Abstract

Patient satisfaction surveys can be informative, but bias and poor response rates may limit their utility as stable measures of physician performance. Using unannounced standardized patients (SPs) may overcome some of these limitations because their experience and training make them able judges of physician behavior. We sought to understand the reliability of unannounced SPs in rating primary care physicians when covertly presenting as real patients. Data from 2 studies (Patient Centered Communication [PCC]; Social Influences in Practice [SIP]) were included. For the PCC study, 5 SPs made 192 visits to 96 physicians; for the SIP study, 18 SPs made 292 visits to 146 physicians. SPs visits to physicians were randomized, thus avoiding mutual selection bias.
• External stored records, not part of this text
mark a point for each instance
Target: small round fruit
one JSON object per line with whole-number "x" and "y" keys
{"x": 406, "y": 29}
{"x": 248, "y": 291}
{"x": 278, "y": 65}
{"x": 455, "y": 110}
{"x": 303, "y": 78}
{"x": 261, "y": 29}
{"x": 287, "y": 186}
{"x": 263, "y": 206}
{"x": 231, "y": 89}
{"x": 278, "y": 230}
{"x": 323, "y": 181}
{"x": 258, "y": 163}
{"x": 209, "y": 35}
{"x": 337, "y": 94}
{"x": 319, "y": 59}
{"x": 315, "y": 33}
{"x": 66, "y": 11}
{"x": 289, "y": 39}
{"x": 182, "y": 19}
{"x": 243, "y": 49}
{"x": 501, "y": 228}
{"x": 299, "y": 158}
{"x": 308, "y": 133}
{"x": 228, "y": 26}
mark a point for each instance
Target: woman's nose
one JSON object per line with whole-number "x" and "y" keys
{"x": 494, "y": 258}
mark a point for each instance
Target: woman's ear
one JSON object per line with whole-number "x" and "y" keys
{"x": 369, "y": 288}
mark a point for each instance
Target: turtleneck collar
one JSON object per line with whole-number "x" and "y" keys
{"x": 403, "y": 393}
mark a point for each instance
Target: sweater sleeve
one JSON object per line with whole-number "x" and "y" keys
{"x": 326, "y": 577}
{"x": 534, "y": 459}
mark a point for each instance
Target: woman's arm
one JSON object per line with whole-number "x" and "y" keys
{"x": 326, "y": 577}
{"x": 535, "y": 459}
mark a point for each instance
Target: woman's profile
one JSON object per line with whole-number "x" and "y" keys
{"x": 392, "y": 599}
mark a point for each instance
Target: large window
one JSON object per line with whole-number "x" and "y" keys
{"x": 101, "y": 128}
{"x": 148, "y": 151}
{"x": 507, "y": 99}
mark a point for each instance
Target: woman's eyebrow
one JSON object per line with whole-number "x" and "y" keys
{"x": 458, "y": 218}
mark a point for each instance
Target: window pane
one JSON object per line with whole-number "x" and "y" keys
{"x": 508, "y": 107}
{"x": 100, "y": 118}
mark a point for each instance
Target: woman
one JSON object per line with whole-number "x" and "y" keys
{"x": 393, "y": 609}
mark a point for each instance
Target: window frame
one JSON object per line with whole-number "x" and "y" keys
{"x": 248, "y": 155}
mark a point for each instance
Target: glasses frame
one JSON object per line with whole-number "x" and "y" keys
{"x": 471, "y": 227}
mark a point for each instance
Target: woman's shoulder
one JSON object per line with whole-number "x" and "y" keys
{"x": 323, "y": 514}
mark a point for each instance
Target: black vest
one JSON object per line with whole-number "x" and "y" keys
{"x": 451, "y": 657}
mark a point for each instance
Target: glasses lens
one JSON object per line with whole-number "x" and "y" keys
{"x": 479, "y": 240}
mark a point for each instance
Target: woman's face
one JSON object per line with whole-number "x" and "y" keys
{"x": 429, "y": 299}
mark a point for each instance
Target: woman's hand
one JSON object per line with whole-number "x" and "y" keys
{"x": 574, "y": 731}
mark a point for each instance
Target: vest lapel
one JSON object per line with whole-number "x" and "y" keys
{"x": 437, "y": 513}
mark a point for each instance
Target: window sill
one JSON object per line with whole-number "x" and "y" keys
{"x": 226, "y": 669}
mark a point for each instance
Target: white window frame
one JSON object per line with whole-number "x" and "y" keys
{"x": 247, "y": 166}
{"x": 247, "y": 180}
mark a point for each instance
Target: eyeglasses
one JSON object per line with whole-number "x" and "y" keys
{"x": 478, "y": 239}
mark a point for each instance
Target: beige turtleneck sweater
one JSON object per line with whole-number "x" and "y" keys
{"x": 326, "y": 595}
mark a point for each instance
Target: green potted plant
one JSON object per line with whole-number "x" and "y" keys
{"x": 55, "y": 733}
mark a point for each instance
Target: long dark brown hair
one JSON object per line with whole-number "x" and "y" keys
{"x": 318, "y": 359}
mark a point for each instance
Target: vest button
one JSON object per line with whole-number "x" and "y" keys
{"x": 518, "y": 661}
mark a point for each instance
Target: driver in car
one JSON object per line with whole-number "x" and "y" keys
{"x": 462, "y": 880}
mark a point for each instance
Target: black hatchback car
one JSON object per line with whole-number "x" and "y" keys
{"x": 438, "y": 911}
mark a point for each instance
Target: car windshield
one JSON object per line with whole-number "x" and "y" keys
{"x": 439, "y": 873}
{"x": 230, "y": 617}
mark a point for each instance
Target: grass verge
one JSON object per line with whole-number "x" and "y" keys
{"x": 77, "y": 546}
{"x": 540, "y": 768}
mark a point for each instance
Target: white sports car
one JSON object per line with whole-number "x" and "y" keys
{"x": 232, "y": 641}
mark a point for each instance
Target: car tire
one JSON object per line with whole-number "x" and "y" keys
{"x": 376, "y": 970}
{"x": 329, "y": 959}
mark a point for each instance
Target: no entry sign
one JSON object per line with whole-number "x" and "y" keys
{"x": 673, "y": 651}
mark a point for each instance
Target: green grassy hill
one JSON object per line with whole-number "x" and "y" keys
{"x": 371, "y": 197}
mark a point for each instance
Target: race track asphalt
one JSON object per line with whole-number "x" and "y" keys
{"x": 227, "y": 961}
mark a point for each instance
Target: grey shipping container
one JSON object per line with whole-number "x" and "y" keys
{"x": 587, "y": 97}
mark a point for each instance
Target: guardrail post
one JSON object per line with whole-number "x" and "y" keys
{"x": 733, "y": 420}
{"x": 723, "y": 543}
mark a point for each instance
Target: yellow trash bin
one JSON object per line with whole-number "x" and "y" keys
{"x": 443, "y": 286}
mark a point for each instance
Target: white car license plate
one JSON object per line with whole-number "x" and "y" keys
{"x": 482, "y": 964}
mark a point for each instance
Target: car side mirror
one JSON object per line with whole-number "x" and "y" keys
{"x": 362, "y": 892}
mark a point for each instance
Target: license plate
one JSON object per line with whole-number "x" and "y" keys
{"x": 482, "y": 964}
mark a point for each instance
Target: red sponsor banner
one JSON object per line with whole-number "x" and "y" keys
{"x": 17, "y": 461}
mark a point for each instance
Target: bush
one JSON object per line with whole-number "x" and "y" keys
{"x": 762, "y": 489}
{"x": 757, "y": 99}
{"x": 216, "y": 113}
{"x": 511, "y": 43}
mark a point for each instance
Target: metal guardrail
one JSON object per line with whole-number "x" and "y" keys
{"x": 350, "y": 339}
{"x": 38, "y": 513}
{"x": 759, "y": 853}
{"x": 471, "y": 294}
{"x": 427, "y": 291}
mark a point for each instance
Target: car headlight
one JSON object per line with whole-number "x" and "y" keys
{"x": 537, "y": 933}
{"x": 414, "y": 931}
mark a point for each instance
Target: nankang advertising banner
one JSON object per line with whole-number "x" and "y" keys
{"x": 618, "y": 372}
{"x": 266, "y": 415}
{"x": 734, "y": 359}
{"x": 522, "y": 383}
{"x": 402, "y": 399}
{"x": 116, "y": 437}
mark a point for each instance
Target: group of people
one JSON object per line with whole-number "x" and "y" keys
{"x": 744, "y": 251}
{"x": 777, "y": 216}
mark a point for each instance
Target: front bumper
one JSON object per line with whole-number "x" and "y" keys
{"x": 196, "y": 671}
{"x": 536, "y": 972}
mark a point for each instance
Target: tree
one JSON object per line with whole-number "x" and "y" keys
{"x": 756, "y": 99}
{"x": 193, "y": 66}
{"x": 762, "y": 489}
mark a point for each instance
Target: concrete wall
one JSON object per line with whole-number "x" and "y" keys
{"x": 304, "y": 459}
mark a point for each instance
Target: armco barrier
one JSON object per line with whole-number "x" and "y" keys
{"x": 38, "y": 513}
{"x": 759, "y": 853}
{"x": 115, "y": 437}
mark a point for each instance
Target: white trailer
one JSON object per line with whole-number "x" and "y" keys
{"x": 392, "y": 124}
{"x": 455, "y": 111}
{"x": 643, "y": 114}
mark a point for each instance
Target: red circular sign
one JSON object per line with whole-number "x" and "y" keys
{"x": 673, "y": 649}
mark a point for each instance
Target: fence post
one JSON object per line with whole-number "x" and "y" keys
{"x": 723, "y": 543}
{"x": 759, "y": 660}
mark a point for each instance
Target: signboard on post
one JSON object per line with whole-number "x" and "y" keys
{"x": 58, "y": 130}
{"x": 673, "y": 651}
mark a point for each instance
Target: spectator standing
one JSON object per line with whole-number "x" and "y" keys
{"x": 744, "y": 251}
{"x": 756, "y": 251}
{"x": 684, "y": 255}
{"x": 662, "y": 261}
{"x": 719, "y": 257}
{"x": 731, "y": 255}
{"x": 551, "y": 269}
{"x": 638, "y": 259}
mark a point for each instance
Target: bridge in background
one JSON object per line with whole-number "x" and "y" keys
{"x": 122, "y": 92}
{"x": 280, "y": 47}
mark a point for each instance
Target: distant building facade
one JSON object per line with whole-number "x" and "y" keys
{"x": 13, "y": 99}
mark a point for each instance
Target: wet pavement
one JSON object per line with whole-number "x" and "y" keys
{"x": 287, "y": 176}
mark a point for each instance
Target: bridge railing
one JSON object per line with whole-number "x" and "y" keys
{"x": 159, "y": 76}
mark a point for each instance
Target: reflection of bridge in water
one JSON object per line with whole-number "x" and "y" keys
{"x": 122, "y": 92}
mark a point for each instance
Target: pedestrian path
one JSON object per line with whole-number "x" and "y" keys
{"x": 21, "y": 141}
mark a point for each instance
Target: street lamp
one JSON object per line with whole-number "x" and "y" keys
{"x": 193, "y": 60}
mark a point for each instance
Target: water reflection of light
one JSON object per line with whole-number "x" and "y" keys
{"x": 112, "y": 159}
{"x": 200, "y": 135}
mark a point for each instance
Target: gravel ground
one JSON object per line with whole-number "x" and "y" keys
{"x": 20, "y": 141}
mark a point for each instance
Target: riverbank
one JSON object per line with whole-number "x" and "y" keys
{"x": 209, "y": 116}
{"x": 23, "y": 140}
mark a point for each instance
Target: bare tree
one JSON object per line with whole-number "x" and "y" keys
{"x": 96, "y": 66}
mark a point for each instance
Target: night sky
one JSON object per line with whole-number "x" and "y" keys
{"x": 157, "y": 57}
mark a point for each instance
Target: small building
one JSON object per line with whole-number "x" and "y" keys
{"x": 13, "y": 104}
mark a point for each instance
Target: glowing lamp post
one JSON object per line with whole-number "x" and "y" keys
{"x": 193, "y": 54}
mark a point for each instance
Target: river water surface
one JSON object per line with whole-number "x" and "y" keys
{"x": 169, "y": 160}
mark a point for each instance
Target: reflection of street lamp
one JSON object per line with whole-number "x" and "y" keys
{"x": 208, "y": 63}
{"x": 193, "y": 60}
Each SP rated 16 to 38 physicians on interpersonal skills (autonomy support: PCC, SIP), technical skills (information gathering: SIP-only), and overall satisfaction (SIP-only). We evaluated SP evaluation consistency (physician vs. total variance rho), and SPs' overall satisfaction with specific dimensions of physician performance. Scale reliability varied from 0.71 to 0.92. Physician rhos (95% confidence intervals) for autonomy support were 0.40 (0.22-0.58; PCC) and 0.30 (0.14-0.45; SIP); information gathering rho was 0.46 (0.33-0.59; SIP). Overall SP satisfaction rho was 0.47 (0.34-0.60; SIP). SPs varied significantly in adjusted overall satisfaction levels, but not other dimensions. These analyses provide some evidence that medical connoisseurship can be learned. When adequately sampled by trained SPs, some physician skills can be reliably measured in community practice settings.